I came across this on a local craig's list post in Michigan. I thought you might be interested. Keep up the good work!Thanks for that, Blake. I'll just borrow some text from the listing that is quite informative about these instruments:
The Kalamazoo bass, or KB (sometimes referred to as KB1), arrived in 1966, as a companion model to two Kalamazoo KG guitars that had been launched a year earlier.Currently being offered for sale on Craigslist in Michigan for $650.
Modern styling in solid-body 4-string bass that offers full, true bass tones in a sleek, rugged economically priced instrument. With one pickup of extremely powerful design and full volume and tone control, the Kalamazoo Bass creates the full driving bass sound that sells a combo.
The vintage Kalamazoo-brand bass guitars are perhaps not that well known outside the United States, due to their short production time (just a few years in the mid 1960s) and the lack of endorsement by well known musicians; however being made by Gibson, in the USA, out of genuine Gibson parts meant that they were better instruments than many in the same price range. Good condition examples can change hands for reasonable sums amongst vintage guitar enthusiasts, and players alike.
There were two body shapes - later models are SG shaped (have a closer look at a 1967 KB bass), but the majority are more like a Fender Mustang (see a 1966 KB bass). They have a bolt-on maple neck; something that Gibson (up until this point) didn't do, rosewood fingerboard, and were short scale. There were two subtley different headstock shapes, the first again suggests Fender, though a bit rounded off - the second has the characteristic 'beak' and is almost identical to that of the non-reverse Thunderbird (see images below). The Kalamazoo logo is engraved on the headstock. This bass used some standard Gibson components; a typical EB series humbucker right up at the neck, as used in the EB0, EB2, EB3, Melody Maker bass and Epiphone Newport This pickup in this position, has more affect on the sound than anything else. This bass does sound quite a lot like an EB0. Tuning keys are the Japanese-made closed keys that were also used on the Melody Maker bass and a few EB0s. The bar bridge had been in use on all bass models, but around 1966/67 this was replaced by the two-point intonatable bridge. From this point, the KB bass was the only one using these bridges - likewise the only one using the old-style (and position) chrome handrest. The scratchplate is almost identical (except some minor screw hole differences) to the Melody Maker bass, but the fingerrest is not rosewood as on all Gibsons, but actually plastic. The body material is not specified in Kalamazoo literature, but is supposedly a wood-laminate of one or more unspecified species, produced by a toilet-seat manufacturer in Wisconsin. There were three colours: Flame Red, Glacier White, and Las Vegas Blue. These were not the expensive nitrocellulose finishes applied to Gibsons, but again catalogue descriptions are not specific, perhaps some form of polyurethane?

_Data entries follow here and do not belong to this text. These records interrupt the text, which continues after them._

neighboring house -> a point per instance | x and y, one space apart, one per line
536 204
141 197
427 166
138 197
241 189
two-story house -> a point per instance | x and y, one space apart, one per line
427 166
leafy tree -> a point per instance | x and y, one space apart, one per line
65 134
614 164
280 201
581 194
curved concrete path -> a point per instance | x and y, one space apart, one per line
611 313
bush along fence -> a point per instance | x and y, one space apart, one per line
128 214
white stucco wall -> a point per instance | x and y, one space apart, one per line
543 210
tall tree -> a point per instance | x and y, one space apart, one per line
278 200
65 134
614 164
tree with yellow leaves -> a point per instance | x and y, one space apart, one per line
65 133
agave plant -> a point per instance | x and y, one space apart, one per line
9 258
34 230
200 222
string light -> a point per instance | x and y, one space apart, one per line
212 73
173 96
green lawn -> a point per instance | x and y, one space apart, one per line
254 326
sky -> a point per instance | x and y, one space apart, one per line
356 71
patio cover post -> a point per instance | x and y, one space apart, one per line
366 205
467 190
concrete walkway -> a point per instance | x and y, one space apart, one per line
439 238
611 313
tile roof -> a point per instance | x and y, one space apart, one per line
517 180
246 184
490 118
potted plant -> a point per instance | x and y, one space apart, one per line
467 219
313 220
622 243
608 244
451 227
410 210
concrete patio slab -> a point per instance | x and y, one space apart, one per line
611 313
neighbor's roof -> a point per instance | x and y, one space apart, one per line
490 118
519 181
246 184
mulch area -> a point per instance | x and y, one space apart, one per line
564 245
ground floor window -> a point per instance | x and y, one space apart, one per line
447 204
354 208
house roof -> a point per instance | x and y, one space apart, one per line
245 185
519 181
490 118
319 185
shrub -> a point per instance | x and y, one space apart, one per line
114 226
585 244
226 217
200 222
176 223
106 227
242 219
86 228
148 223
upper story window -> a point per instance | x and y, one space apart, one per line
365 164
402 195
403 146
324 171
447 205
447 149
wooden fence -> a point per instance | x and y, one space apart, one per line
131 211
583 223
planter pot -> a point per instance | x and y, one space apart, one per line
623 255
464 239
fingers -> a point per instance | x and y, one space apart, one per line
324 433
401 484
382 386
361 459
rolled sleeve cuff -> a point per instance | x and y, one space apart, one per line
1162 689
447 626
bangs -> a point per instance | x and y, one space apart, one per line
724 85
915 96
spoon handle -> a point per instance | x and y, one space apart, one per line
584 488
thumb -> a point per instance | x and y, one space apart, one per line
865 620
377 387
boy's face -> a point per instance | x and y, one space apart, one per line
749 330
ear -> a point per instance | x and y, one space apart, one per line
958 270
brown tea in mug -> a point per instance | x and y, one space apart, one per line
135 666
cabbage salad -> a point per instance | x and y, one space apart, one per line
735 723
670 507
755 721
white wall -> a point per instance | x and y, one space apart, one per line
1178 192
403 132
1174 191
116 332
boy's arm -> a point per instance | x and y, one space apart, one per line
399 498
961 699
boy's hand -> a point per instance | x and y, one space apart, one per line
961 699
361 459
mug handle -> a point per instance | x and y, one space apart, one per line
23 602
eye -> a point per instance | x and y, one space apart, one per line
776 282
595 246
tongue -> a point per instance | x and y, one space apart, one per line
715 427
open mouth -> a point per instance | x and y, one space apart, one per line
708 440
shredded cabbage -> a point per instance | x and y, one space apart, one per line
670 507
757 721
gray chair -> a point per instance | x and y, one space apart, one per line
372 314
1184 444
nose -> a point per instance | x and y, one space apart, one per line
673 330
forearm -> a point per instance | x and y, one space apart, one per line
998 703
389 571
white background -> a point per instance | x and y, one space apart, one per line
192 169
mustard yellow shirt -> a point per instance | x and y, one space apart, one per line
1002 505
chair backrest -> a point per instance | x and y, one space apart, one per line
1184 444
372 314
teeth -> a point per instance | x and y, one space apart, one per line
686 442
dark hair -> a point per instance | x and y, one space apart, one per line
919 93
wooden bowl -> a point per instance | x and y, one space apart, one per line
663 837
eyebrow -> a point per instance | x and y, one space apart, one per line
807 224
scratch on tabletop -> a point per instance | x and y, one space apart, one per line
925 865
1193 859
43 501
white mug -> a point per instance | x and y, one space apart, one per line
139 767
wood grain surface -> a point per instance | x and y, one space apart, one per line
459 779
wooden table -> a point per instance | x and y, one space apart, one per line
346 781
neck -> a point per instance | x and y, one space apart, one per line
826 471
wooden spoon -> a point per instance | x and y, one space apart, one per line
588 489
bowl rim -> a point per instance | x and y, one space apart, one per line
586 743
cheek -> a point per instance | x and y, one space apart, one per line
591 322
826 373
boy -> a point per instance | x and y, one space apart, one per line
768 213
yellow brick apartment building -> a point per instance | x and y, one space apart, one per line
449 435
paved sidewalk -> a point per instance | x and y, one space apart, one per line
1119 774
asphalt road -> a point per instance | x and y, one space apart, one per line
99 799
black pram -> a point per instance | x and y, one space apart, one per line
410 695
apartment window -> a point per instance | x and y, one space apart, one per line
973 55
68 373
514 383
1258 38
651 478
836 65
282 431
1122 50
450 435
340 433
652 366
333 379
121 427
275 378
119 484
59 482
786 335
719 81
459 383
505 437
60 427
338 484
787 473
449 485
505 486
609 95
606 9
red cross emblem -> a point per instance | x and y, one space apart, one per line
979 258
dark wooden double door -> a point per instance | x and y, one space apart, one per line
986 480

Kalamazoo, rather than Epiphone was Gibsons Budget brand. A common misconception about Epiphone is that its 1960s guitars and basses were cheaper imitations of the Gibson lines. This is simply not true. From the late 1950s until 1969 Gibson and Epiphone instruments were made side by side at the Kalamazoo factory in Michigan, using the same woods, techniques and components. The purpose of the Epiphone range was to continue to provide Epiphones high-end instruments; those that had been Gibsons competition, and to circumvent certain supply agreements (Gibsons protective territorial policy). There was actually a waiting list to become a Gibson dealer, and to avoid upsetting existing dealers, Gibson was able to offer its (almost identical) Epiphone models to newcomers.